In [71]:
import pandas as pd
import numpy as np
import matplotlib.pyplot as plt
import seaborn as sn
from sklearn.feature_extraction.text import TfidfVectorizer as tfidf

from sklearn.model_selection import train_test_split
from sklearn.neighbors import KNeighborsClassifier as knn
from sklearn.tree import DecisionTreeClassifier

In [2]:
politics = pd.read_csv("./final_csvs/politics.csv", index_col = 0)
money = pd.read_csv("./final_csvs/money.csv", index_col = 0)
sports = pd.read_csv("./final_csvs/sports.csv", index_col = 0)
tech = pd.read_csv("./final_csvs/tech.csv")

In [3]:
#there was a bug with the webscraping: people with 2020 claps have the wrong number of claps. 
#checked via website, having differing number of claps
politics = politics[politics.claps != 2020]

#get ratio of clap to followers, put as a new feature
clap_ratio = politics.claps / politics.followers

#get number of followers:
followers = politics.followers

#put the clap ratio as a new feature
politics["clap_ratio"] = clap_ratio

In [4]:
politics.head()

Unnamed: 0,url,title,author,username,user_since,following,followers,published,claps,text,tags,clap_ratio
0,https://medium.com/@lizardgrey/lets-pass-on-th...,"Let’s Pass on the Pizzazz, NBC, and Listen to ...",Elizabeth Grey,medium.com/@lizardgrey,2019.0,82.0,57.0,Nov 14,22,"['[Photo courtesy of Pixabay, There is a diffe...","['Politics', 'Impeachment', 'Ukraine', 'Diplom...",0.385965
1,https://medium.com/swlh/politics-isnt-my-passi...,Politics Isn’t My Passion,Elizabeth Grey,medium.com/@lizardgrey,2019.0,82.0,57.0,Nov 12,103,"['[image courtesy of Pixabay, Last night I was...","['Top ', 'Story', 'Submit, ', 'Politics', 'Tru...",1.807018
2,https://medium.com/@lizardgrey/my-no-lies-diet...,The No More Lies Diet Book,Elizabeth Grey,medium.com/@lizardgrey,2019.0,82.0,57.0,Nov 10,2,['[I can’t write about politics today.

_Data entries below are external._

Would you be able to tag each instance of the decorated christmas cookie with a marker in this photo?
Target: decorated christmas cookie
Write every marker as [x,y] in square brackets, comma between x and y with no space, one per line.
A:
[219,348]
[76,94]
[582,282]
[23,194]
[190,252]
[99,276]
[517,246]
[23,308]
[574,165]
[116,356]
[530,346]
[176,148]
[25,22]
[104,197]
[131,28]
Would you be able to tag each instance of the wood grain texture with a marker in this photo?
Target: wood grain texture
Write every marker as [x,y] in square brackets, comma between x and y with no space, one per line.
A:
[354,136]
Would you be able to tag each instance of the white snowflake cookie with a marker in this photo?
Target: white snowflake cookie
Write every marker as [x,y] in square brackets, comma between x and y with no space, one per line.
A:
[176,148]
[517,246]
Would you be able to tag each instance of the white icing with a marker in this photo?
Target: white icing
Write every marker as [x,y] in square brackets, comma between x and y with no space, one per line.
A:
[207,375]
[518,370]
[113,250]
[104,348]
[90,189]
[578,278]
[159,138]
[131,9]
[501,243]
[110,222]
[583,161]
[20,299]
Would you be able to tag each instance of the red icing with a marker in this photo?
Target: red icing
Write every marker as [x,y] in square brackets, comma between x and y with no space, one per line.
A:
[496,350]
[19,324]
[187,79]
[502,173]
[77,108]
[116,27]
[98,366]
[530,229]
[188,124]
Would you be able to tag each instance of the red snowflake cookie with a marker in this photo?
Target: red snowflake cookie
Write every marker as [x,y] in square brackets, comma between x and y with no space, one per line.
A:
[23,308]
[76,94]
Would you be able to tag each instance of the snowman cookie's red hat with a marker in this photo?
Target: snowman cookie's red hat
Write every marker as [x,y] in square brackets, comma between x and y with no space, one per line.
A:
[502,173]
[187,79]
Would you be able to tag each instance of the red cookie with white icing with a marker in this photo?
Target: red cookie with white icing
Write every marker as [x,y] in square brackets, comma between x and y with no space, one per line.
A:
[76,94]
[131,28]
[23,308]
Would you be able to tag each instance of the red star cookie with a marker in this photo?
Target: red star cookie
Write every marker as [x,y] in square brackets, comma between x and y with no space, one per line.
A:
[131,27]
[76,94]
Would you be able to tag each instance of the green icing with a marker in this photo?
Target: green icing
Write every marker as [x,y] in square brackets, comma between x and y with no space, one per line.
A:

It’s to...,"['Weight ', 'Loss', 'Self ', 'Improvement', 'E...",0.035088
3,https://medium.com/the-slowdown/how-likely-is-...,How Likely is a Real-life Terminator?,Amie Haven,medium.com/@amiehaven,2019.0,17.0,21.0,Nov 14,104,['[Lethal autonomous weapon systems (LAWS) are...,"['About', 'Pitch ', 'Us ', 'Slalom, ', 'Artifi...",4.952381
4,https://medium.com/@lizardgrey/lets-pass-on-th...,"Let’s Pass on the Pizzazz, NBC, and Listen to ...",Elizabeth Grey,medium.com/@lizardgrey,2019.0,82.0,57.0,Nov 14,22,"['[Photo courtesy of Pixabay, There is a diffe...","['Politics', 'Impeachment', 'Ukraine', 'Diplom...",0.385965


## NLP

In [83]:
#we need to do a bit of preprocessing first! 
#remove pixabay

#politics data
str1 = politics.text.iloc[:10]

#money data 
str2 = money.text.iloc[:10]

In [106]:
all_str = pd.concat([str1,str2]).reset_index(drop=True)
all_str.iloc[:10]

0    ['[Photo courtesy of Pixabay, There is a diffe...
1    ['[image courtesy of Pixabay, Last night I was...
2    ['[I can’t write about politics today. It’s to...
3    ['[Lethal autonomous weapon systems (LAWS) are...
4    ['[Photo courtesy of Pixabay, There is a diffe...
5    ['[What the first day of the House’s public he...
6    ['[To the best of my knowledge, nobody out the...
7    ['[A New York judge ordered on Thursday that P...
8    ['[Bill Gates joined the list of billionaires ...
9    ['[Let’s talk about guns', 'My children had a ...
Name: text, dtype: object

In [95]:
#create the vector
#focus on max_features as well
vector = tfidf(stop_words = "english", strip_accents = 'ascii', max_features = 50)

#fit the data
vector.fit(all_str)

#can look at the vectorizer
print(vector.get_feature_names())

['account', 'air', 'apple', 'bubble', 'bubbles', 'card', 'companies', 'company', 'credit', 'day', 'did', 'gates', 'human', 'ico', 'investment', 'investors', 'just', 'know', 'laws', 'like', 'make', 'market', 'money', 'month', 'new', 'news', 'people', 'plan', 'portfolio', 'president', 'price', 'public', 'retirement', 'right', 'said', 'save', 'say', 'sea', 'south', 'stock', 'stocks', 'time', 'tronics', 'trump', 'try', 'want', 'way', 'write', 'year', 'years']


In [96]:
#transforming the data, aka manipulating it based on the weights we 
#determined before by fitting our data 
train = vector.transform(all_str)

In [97]:
train

<20x50 sparse matrix of type '<class 'numpy.float64'>'
	with 283 stored elements in Compressed Sparse Row format>

In [98]:
train_Y = [0] * 10 + [1] * 10
train_Y

[0, 0, 0, 0, 0, 0, 0, 0, 0, 0, 1, 1, 1, 1, 1, 1, 1, 1, 1, 1]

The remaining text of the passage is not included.